Holding a Tottenham scarf above his head and beaming with pride at having joined his new club, it can be easy to forget just how far Victor Wanyama has come. And given he made his first appearance for the club in a 0-3 win over Nottingham Forest last week, there’s no limit to how far he’ll go.

This is a player who spent his childhood in Kenya walking 10 kilometres for a football game, playing barefoot in the street until he finally won a pair of boots.

The Premier League was as far away as you can imagine, with matches only shown at cinemas and the closest thing to the players were posters on bedrooms walls.

And yet, Wanyama is now in the same position as those footballers he watched in his childhood.

Victor Wanyama takes on Erik Lamela of Tottenham Hotspur on May 8, 2016 © Mike Hewitt/Getty

‘They say it doesn’t matter where you come from, only where you are going to. But if you come from Africa, this is not true,’ says Wanyama.

‘You see Kenya is my home, it is where my life began. I come from a place called Muthurwa, in Eastlands.

‘You have to be a lion coming from that humble background. If you work hard then dreams, they do come true and it has happened so I don’t fear anything.’

‘I was waking up every morning and taking my ball. I walked 10 kilometres to go and play with the other children.

‘We were playing barefoot and we were sometimes getting injured. We hurt our toes and blood came out, but we still continued.

‘I wanted to do anything to make it, to have a better life. This was just a dream.’

However that childhood fantasy of playing in the Premier League is now very much a reality for Wanyama, who after three years with Southampton has just made the move to Tottenham in a deal worth GBP£11m.

Champions League nights now await the midfielder at White Hart Lane, but they were a long way away from reality for the Kenyan during his childhood.

Like many of his friends, he dreamed of the Premier League and European glory but back then the only glimpse he got of it was by trips to the cinema with his family.

Sat watching his idols, the young midfielder set his sights on doing something no Kenyan had ever done – playing in the Premier League.

The Kenyan quickly climbed the ladder to the top.

‘We used to go with my brothers and dad to the cinema to go and watch the Barclays Premiership,’ says Wanyama.

‘If I had the money to pay, I could pay and then go and watch it. If I didn’t have the money, sometimes I sneaked in.

‘We used to watch some great players like Roy Keane and Paul Scholes. I didn’t know one day I would be here, I was just happy.’

Victor Wanyama during the Barclays Premier League match between Southampton and Crystal Palace at St Mary's Stadium on May 15, 2016 © Steve Bardens/Getty

Not content with watching his favourite players on the big screen, Wanyama spent hours playing the game he loved too.

When Wanyama finally got his hands on some boots it was down to his talent, as his skills at a local tournament saw him rewarded with his very own pair.

And with the soles of his feet now covered the Kenyan quickly climbed the ladder to the top of the footballing world.

‘When I was 10 I won a pair of boots.

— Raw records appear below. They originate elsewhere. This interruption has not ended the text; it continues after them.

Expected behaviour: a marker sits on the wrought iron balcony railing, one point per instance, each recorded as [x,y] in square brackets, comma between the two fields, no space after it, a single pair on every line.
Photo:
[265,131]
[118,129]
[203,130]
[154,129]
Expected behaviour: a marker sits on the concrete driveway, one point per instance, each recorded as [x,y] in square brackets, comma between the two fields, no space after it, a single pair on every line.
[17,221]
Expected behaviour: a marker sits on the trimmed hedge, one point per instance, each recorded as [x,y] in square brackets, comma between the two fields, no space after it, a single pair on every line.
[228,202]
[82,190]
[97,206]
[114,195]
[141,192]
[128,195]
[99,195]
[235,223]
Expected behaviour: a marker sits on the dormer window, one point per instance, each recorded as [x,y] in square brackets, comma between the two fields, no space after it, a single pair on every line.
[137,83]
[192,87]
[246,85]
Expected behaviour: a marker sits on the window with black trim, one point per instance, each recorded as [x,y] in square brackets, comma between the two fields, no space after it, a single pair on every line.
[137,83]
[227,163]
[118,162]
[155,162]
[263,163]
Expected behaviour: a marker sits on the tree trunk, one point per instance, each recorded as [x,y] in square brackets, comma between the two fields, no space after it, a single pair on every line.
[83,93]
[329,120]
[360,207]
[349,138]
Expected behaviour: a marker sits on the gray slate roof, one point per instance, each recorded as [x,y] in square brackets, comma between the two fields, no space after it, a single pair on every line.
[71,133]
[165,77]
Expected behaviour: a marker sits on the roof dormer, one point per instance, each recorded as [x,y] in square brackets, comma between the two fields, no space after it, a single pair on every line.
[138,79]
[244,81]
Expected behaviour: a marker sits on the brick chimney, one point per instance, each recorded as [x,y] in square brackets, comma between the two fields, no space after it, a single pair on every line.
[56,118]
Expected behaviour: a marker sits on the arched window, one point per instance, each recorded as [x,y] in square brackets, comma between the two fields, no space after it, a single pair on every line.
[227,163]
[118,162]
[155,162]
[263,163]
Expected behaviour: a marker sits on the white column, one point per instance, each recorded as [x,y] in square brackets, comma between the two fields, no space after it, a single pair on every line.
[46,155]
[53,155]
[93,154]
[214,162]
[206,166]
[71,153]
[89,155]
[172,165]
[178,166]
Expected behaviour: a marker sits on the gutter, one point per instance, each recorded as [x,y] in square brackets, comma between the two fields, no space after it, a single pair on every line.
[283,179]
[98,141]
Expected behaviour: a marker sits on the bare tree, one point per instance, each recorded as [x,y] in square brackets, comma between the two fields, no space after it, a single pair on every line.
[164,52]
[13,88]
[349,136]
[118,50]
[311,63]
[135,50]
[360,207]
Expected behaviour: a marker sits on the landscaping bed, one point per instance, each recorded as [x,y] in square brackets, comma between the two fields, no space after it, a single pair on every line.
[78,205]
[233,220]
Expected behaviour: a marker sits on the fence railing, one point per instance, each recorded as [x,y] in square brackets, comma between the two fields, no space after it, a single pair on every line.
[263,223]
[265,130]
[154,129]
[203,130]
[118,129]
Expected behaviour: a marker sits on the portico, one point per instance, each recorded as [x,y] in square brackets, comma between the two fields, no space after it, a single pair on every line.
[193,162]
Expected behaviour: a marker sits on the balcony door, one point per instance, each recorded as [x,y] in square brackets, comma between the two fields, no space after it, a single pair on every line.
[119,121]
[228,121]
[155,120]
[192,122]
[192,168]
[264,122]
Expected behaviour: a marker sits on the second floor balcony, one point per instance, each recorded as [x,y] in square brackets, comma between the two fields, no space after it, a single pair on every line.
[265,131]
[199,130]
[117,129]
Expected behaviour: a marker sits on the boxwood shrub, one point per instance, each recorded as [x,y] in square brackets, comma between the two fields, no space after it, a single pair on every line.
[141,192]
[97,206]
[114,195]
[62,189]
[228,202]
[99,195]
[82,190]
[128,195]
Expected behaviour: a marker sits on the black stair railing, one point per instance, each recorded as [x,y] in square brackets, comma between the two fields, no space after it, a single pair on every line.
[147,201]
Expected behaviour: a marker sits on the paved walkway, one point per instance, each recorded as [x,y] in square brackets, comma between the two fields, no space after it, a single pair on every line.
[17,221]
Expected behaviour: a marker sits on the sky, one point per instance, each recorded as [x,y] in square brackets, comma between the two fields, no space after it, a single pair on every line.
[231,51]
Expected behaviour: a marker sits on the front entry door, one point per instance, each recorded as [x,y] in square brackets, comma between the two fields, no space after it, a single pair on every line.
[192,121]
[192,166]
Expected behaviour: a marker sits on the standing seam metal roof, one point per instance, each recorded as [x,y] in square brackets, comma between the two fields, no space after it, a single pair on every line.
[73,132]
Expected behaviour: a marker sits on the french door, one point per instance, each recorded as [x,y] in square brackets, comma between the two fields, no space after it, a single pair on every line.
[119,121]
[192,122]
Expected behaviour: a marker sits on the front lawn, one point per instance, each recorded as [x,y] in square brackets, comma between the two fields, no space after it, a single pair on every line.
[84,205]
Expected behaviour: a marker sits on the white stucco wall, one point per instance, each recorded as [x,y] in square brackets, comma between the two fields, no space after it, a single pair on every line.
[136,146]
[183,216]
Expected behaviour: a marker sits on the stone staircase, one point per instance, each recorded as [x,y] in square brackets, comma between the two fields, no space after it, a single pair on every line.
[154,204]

It was hard to get used to the boots,’ says Wanyama.

‘I had to adjust and try to use them, but it wasn’t easy. Five years later I got a call up from the national team and I was only 15 years old.’

Wanyama is ready to take his career to the next level.

‘Not even one year later I was in Europe. In a short time I played in Belgium, Scotland – I even played in the Champions League.

‘I always want to be the best and I always want to keep going. For dreamers, life is a way of getting better.’

Now Wanyama is ready to take his career to the next level as he begins life at his new club, Tottenham.

For the 25-year-old the move away from Southampton to White Hart Lane felt like the right one. With it comes the opportunity to showcase his talents in the Champions League.

And after watching his brother, McDonald Mariga, win the biggest prize in club football with Inter Milan in 2010, Wanyama has the desire to follow in his sibling’s footsteps.

‘The Champions League is a big stage – it’s where every player dreams of playing. It’s all about the big teams of Europe meeting each other and they’re just great nights,’ he says.

‘Watching my brother winning the Champions League was really good. That was always in my head, that one day I want to achieve what he has achieved.

That’s my target, to win the Premier League.

‘Here at Spurs, playing against teams like Barca and Real Madrid – it’s only going to make us better and if you brush shoulders with the world’s best players then nothing is impossible.

‘I think we will have some great nights for the fans and the players, and hopefully we can go far in the competition.

‘Nothing is impossible if you work hard. If we can achieve winning the Premier League then that would be my dream. That’s my target, to win the Premier League or any trophy with the club.’